For several reasons I always found the idea of having loosely coupled services formed into a larger integrated system very intriguing. Amongst others these are my arguments:
- clear separation of concerns, even across teams
- only a small number of global design requirements along with a larger responsibility mapped to the teams
- perfect match of technologies applied inside components to solve local problems - no need to swing the hammer
- easy exchangeability of features
- easy extensibility
But where does loosely coupling start and where does it come to an end? Is it just like throwing some guys into the ring which have never met before or is there a common foundation they all adhere to like common frameworks or concepts? .... as always: it depends on the context. Or to say it with the words of Harold Samuel: location, location, location
In this case, the desired goal to provide a mixture of SaaS and PaaS (as a combined product) along with a heavy need to decouple the single building blocks, I decided to go for the communication as common foundation. Rather than on a technical level I choose the conceptual/business level to define the common base. Therefore all services belong to service types which in turn have a defined communication protocol. If a new component wishes to add some recommendation engine features it must adhere with the requirements defined for reco engines inside the platform ... or ... for any good reason, extend the platform and provide a version 2 of the recommendation engine service type.
What we have so far is a set of textual service representations, the desire to leave components in a certain type of isolation and provide the chance to extend the platform if required. Now comes the technology challenge: what paradigm to follow and which framework to use.
As I have stated in an earlier post the platform will definitely be build on an asynchronous foundation. I believe that asynchronous information processing offers the opportunity to leverage the existing hardware at its best - well, you can still mess things up but achieving the opposite is made easy through the paradigm itself.

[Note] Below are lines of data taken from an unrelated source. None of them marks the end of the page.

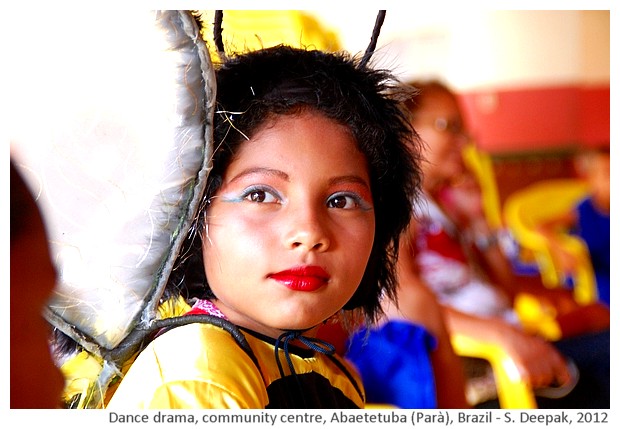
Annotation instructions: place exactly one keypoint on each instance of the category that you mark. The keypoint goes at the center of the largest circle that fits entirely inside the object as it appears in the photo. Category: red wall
(534, 119)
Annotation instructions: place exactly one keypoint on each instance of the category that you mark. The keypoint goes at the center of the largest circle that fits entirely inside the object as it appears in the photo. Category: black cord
(373, 40)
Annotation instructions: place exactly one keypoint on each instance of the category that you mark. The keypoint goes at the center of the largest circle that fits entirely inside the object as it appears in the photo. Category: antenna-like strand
(373, 40)
(217, 34)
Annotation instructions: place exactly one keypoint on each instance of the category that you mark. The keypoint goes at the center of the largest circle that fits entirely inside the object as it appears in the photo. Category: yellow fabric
(245, 30)
(201, 366)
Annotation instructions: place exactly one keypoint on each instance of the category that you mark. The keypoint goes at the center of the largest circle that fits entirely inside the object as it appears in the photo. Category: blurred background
(535, 84)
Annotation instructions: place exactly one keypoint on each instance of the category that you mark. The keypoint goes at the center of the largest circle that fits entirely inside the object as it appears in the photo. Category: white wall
(477, 48)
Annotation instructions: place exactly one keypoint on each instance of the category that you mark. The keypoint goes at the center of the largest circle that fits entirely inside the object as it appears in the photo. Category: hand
(539, 363)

Another decision made on the path of technology challenge is to let the asynchronous communication be carried out through message passing along with the strong requirement that particular context knowledge must be represented through the message state only. What does that mean, does the platform not have any clue about which reality it represents? No, that's wrong. The building blocks/components have a state but that state is independent from any special context represented inside a message. The message is used to aggregate knowledge from the component which in turn is incorporated into the context of the message but the component does not hold any specific state for any specific message.
Take a recommendation engine for example. It knows about customers, products and which products to offer to which customer. When a customer message requesting a recommendation comes in, it knows - depending on the message state - which data to respond. The component has its own state but is not dependent on the message nor does it keep anything that is bound with the message. However, the message might initiate a state change but that in turn is global and visible to all upcoming messages.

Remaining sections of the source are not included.